Allow direct resolution of Distribution from EntryPoint #266

jaraco · 2020-12-06T19:02:23Z

Backport of python/cpython#23334, Fixes #265.

jaraco · 2020-12-06T19:04:36Z

In this branch, I've ported the first commit from the upstream pull request, but it's causing flake8 checks to fail:

___________________________________________________________ FLAKE8-check ___________________________________________________________
.tox/python/lib/python3.9/site-packages/pluggy/hooks.py:286: in __call__
    return self._hookexec(self, self.get_hookimpls(), kwargs)
.tox/python/lib/python3.9/site-packages/pluggy/manager.py:93: in _hookexec
    return self._inner_hookexec(hook, methods, kwargs)
.tox/python/lib/python3.9/site-packages/pluggy/manager.py:84: in <lambda>
    self._inner_hookexec = lambda hook, methods, kwargs: hook.multicall(
.tox/python/lib/python3.9/site-packages/_pytest/runner.py:171: in pytest_runtest_call
    raise e
.tox/python/lib/python3.9/site-packages/_pytest/runner.py:163: in pytest_runtest_call
    item.runtest()
.tox/python/lib/python3.9/site-packages/pytest_flake8.py:120: in runtest
    found_errors, out, err = call(
.tox/python/lib/python3.9/site-packages/py/_io/capture.py:150: in call
    res = func(*args, **kwargs)
.tox/python/lib/python3.9/site-packages/pytest_flake8.py:200: in check_file
    app.find_plugins(config_finder)
.tox/python/lib/python3.9/site-packages/flake8/main/application.py:153: in find_plugins
    self.check_plugins = plugin_manager.Checkers(local_plugins.extension)
.tox/python/lib/python3.9/site-packages/flake8/plugins/manager.py:356: in __init__
    self.manager = PluginManager(
.tox/python/lib/python3.9/site-packages/flake8/plugins/manager.py:238: in __init__
    self._load_entrypoint_plugins()
.tox/python/lib/python3.9/site-packages/flake8/plugins/manager.py:258: in _load_entrypoint_plugins
    for entry_point in sorted(frozenset(eps)):
E   TypeError: '<' not supported between instances of 'PathDistribution' and 'PathDistribution'

It seems that we've already identified a regression with the expectation that entry points are sortable.

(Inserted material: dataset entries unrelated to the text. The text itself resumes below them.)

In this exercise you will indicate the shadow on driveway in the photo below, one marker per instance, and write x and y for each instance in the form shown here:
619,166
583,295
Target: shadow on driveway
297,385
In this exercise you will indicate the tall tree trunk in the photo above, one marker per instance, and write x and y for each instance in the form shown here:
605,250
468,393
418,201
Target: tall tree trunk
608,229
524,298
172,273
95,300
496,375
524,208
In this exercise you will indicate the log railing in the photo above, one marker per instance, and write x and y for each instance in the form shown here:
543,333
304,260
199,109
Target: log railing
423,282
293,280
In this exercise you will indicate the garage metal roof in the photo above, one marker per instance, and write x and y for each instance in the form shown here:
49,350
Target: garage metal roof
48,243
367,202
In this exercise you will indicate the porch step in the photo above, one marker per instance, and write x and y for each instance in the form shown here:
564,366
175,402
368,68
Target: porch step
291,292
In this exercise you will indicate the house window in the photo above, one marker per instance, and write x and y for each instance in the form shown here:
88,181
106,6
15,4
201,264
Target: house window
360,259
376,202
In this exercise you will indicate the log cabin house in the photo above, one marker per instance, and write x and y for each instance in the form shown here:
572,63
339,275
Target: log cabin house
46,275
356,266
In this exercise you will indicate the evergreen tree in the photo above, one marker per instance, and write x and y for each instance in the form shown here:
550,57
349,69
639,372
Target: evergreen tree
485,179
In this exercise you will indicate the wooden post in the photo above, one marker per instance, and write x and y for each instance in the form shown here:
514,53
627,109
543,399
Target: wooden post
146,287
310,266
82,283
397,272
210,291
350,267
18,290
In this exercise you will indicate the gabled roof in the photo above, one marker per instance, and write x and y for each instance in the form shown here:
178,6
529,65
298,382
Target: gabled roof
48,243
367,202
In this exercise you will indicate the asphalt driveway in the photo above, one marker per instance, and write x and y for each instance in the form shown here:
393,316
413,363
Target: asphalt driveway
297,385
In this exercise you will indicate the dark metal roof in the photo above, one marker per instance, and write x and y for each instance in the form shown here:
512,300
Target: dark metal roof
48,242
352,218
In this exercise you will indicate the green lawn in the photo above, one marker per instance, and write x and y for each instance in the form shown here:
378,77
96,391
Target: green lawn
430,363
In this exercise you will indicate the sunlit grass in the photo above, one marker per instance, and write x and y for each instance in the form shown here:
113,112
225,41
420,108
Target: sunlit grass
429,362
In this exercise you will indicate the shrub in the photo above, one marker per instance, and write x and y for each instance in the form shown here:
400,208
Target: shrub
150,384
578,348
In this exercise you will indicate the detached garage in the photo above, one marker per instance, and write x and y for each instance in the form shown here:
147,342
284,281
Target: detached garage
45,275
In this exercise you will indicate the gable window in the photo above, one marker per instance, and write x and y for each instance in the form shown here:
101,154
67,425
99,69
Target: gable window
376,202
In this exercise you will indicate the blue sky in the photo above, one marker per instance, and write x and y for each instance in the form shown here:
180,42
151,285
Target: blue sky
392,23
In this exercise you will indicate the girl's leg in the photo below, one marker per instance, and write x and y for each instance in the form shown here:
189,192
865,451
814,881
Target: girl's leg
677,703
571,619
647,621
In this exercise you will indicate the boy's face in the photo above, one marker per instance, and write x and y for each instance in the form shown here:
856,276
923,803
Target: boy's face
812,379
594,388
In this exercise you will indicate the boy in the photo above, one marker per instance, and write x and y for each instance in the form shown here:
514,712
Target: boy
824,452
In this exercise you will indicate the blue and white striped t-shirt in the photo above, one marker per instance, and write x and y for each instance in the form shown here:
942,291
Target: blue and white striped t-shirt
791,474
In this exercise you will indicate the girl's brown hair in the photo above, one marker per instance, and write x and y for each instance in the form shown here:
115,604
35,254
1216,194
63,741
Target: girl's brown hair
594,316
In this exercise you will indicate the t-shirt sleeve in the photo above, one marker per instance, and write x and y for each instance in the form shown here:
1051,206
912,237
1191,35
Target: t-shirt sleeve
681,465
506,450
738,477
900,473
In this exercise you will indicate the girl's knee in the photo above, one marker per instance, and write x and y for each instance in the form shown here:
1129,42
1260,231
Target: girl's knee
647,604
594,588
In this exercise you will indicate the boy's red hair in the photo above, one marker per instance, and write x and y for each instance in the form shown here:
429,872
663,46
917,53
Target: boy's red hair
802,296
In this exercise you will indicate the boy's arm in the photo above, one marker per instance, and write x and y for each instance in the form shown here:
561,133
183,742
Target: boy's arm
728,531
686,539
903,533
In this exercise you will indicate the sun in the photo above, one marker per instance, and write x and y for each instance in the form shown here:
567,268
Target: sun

Probably we should fix that first.

s0undt3ch · 2020-12-06T19:53:44Z

How do we carry dist through the pickle/unpikle process?

jaraco · 2020-12-06T19:57:05Z

How do we carry dist through the pickle/unpikle process?

Indeed, this implementation doesn't yet attempt to address that concern. Do we know if there's a use-case that would demand restoration of the dist?

jaraco · 2020-12-06T20:11:28Z

In 0d31cab, I illustrate how one might consider including the Distribution when pickling.

I can imagine another scenario where the pickle resolves the name of the distribution, pickles that, and then _new_for could use Distribution.from_name to revive it. I'm hesitant to add this support, however, unless there's a good case that it's needed.

I see the original request for pickleability was made by @asottile in #96. Anthony, can you elaborate on what use-case demands the pickleability of EntryPoint objects and whether retaining an attached Distribution instance is important in that use case?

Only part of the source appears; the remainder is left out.